Nem sempre é possível escapar daquilo que nos moldou. FAMÍLIA mergulha nesse dilema ao explorar como traumas passados podem reverberar ao longo dos anos, afetando indivíduos de maneiras inesperadas. O filme tenta equilibrar um drama familiar intenso com um subtexto político, mas nem sempre encontra o tom certo para conectar esses dois elementos. O resultado é uma história poderosa sobre abuso doméstico, mas que se perde ao tentar expandir seu escopo sem o aprofundamento necessário.
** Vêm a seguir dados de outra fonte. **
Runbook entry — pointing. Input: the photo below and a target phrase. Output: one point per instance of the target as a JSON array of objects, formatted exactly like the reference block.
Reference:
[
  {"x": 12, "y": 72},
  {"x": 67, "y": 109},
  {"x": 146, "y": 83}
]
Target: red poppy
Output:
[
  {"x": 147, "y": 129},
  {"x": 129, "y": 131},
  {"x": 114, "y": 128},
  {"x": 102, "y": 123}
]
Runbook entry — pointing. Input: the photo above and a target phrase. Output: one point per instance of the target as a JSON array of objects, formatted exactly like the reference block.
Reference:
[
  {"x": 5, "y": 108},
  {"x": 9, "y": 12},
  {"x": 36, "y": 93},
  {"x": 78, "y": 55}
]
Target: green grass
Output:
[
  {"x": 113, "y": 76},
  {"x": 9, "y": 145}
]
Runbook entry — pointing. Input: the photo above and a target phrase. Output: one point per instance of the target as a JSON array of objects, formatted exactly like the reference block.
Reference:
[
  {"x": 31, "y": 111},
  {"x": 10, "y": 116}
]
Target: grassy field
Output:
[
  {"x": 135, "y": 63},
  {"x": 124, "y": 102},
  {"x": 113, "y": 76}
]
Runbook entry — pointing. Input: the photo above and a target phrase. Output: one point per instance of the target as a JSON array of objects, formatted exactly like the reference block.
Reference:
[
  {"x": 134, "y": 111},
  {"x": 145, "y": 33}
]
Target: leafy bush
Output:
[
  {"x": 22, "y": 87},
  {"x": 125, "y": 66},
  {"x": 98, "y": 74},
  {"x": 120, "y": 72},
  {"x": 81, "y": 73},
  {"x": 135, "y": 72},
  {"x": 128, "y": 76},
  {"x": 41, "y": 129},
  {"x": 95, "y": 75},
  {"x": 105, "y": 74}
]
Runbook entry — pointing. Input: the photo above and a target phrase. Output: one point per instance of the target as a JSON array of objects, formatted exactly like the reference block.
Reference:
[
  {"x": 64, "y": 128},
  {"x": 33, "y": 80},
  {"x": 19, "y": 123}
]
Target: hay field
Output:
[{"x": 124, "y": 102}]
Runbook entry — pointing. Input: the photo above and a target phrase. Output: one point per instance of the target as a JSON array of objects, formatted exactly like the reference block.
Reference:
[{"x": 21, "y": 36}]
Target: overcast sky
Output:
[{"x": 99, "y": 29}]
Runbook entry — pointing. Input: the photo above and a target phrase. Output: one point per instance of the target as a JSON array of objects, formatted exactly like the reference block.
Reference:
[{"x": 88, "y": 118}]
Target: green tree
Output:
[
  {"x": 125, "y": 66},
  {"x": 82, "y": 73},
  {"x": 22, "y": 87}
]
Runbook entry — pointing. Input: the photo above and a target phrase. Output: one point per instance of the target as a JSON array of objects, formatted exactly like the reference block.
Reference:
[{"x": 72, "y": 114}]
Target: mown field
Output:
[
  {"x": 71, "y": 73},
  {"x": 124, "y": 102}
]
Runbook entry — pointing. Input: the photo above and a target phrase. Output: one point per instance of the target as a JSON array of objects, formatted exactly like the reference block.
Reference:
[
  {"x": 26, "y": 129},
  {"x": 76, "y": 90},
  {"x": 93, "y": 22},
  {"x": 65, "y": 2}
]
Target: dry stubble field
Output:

A trama acompanha Luigi, que cresceu com sua mãe e seu irmão após a saída de seu pai abusivo, Franco. Agora um jovem adulto consumido pela raiva, Luigi se junta a um grupo de extrema-direita em busca de pertencimento. No entanto, quando Franco retorna à vida da família, os conflitos se intensificam, trazendo à tona feridas que nunca cicatrizaram. Em meio a essa luta interna, Luigi tenta escapar do destino que parece lhe ter sido imposto, mas suas escolhas o conduzem por um caminho cada vez mais sombrio.

(© Imovision / Divulgação)

O diretor Francesco Costabile conduz a narrativa com um olhar sutil e, por vezes, opressor, criando uma atmosfera que reflete a tensão latente dentro daquela família. As atuações são um dos grandes trunfos do filme. Francesco Gheghi, no papel de Luigi, transmite a fúria contida e a confusão emocional do personagem com intensidade. Barbara Ronchi, como Licia, entrega uma performance sensível, capturando a resiliência e o trauma de uma mulher que passou anos tentando manter sua família unida. Já Francesco Di Leva, como Franco, representa a ameaça constante que sua presença impõe à dinâmica familiar.

Visualmente, o filme trabalha com uma paleta fria e opressora, refletindo a dureza daquela realidade. O uso de flashbacks é bem dosado, nunca se tornando excessivo ou apelativo. O diretor evita expor demais o abuso, preferindo sugeri-lo por meio de olhares, silêncios e pequenos gestos. Esse recurso torna a experiência ainda mais incômoda e realista, sem recorrer ao sensacionalismo. A escolha da paleta de cores e os ambientes fechados ajudam a reforçar o clima de aprisionamento emocional e psicológico dos personagens.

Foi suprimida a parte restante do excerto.